When Mrs. Tucker, the hard day’s work at last completed, toiled wearily up stairs, she found her little daughter seated upon the top stair, while about her on the floor, were scattered all her childish treasures.
“What on earth, child,” exclaimed her mother, “is all this clutter for? What are you trying to do?”
“Why, mother,” chirruped the sweet child’s voice; “I am looking to find something to give to Jesus.”
“Give to Jesus! What do you think the Lord wants of such stuff as this?”
“But, mother,” she explained, and her voice grew unsteady, and the bright eyes filled with tears, “my teacher said anything we give to him, he would like it; and if we gave what we loved best, it pleased him most. And this is what I love most—my wax doll and my birthday book. Won’t he take it, mother? Can’t I give him anything?”
“Sallie Tucker!” and her mother’s voice was cold and stern, “you just put this notion out of your head. You don’t know what giving to the Lord means. Put this trash away. When the Lord remembers us with some of his plenty, ’twill be time enough to give to him, I reckon.”
It was the afternoon for the Woman’s Quarterly Missionary Meeting, in the Shadyville Baptist church. Mrs. Gray, the minister’s wife, came to the vestry with a sad heart. She knew too well the character of these gatherings. A few ladies came together, in a listless, apathetic way, a few lifeless prayers were offered, a little business disposed of, and the ladies went to their homes wondering why there wasn’t more interest in missions. Mrs. Tucker wasn’t in the habit of attending the missionary meeting, so when she came into one this afternoon, the ladies present looked at each other in surprise. Mrs. Gray read the psalm and offered prayer, and then came the usual dead silence.

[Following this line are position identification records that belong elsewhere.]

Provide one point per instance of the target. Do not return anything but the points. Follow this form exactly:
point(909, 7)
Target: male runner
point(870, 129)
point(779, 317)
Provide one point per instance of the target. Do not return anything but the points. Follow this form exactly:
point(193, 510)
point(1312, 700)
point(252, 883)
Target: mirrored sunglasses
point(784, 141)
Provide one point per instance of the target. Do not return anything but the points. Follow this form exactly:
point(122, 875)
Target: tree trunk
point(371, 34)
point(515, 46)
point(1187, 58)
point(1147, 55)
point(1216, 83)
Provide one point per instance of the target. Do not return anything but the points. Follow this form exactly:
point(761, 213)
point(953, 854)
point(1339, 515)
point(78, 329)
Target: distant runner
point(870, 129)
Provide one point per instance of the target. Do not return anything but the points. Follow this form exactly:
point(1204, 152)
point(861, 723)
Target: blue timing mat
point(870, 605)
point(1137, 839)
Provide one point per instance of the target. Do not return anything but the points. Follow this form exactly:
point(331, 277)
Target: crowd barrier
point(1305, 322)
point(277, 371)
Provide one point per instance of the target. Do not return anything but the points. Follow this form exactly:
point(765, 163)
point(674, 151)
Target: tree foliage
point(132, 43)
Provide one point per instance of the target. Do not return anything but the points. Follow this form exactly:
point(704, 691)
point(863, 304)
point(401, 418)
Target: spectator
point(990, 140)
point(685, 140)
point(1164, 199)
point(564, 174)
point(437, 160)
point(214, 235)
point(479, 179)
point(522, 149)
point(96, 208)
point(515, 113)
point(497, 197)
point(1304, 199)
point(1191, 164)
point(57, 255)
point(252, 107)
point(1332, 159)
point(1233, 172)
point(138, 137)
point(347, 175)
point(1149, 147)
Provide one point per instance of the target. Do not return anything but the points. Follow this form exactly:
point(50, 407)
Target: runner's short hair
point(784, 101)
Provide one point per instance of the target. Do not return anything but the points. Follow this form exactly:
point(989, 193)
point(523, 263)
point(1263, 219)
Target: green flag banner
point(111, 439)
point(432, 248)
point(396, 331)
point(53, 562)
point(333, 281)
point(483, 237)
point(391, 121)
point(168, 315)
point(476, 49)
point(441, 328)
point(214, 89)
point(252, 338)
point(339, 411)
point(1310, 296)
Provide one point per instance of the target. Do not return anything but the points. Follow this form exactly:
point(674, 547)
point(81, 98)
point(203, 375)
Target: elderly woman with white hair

Presently Mrs. Tucker rose to her feet, and, in a voice shaken with emotion, said:—
“I s’pose you’re all astonished to see me here, but the truth of the matter is, I’ve got something to say to you, which can’t half be told in words, neither. You all know my little Sallie has been sick; but I don’t s’pose none of you know what that sickness has been to me. You see the children wanted her to go to the mission band, but I was tough and cranky, and dead set ag’in’ anything of the kind, and told her, in the crossest way, she couldn’t go. She’d heard somethin’ about giving to Jesus, and laid out her best doll and book; an’ I laughed at it, an’ told her the Lord didn’t want her trash. Well, she took sick, an’ got sicker an’ sicker, till my heart stood still with the fear o’ losing her. She was out of her head, you know; and every time I come near the bed, she’d start right up an’ say, ‘Oh, can’t I give him anything? Don’t he want my dolly? O mother, mother can’t I go?’ till I just thought my heart would break in two. Everywhere I looked, I could see her eyes, with such a beseechin’ look in ’em, and hear her voice callin’, ‘Mother, mother, can’t I give anything?’ till at last I went down on my knees, all broke up like, and I sez:—
“‘Lord, I’m a poor, ungrateful sinner, and I’ve been a-withholding from you all these years; but if there’s anythin’ I can give you, won’t you please take it? Even my little girl, and everything I’ve got I just lay down.’
“Well, my sisters, I cried an’ cried as I hain’t for years, and it wasn’t all for sorrow, neither; there was a great deep joy in it all. An’ I come here to-day to tell you that I just give myself and all I’ve got to the Lord’s work. I’m fairly converted to missions, and if the Lord will only take the poor, miserable offerin’ I’ve got to give, and use me rough-shod in his work, I’d really be only too thankful. Why, my sisters, I’m the happiest woman on earth, and it’s all owin’ to the blessed child and that there children’s band.”—Selected.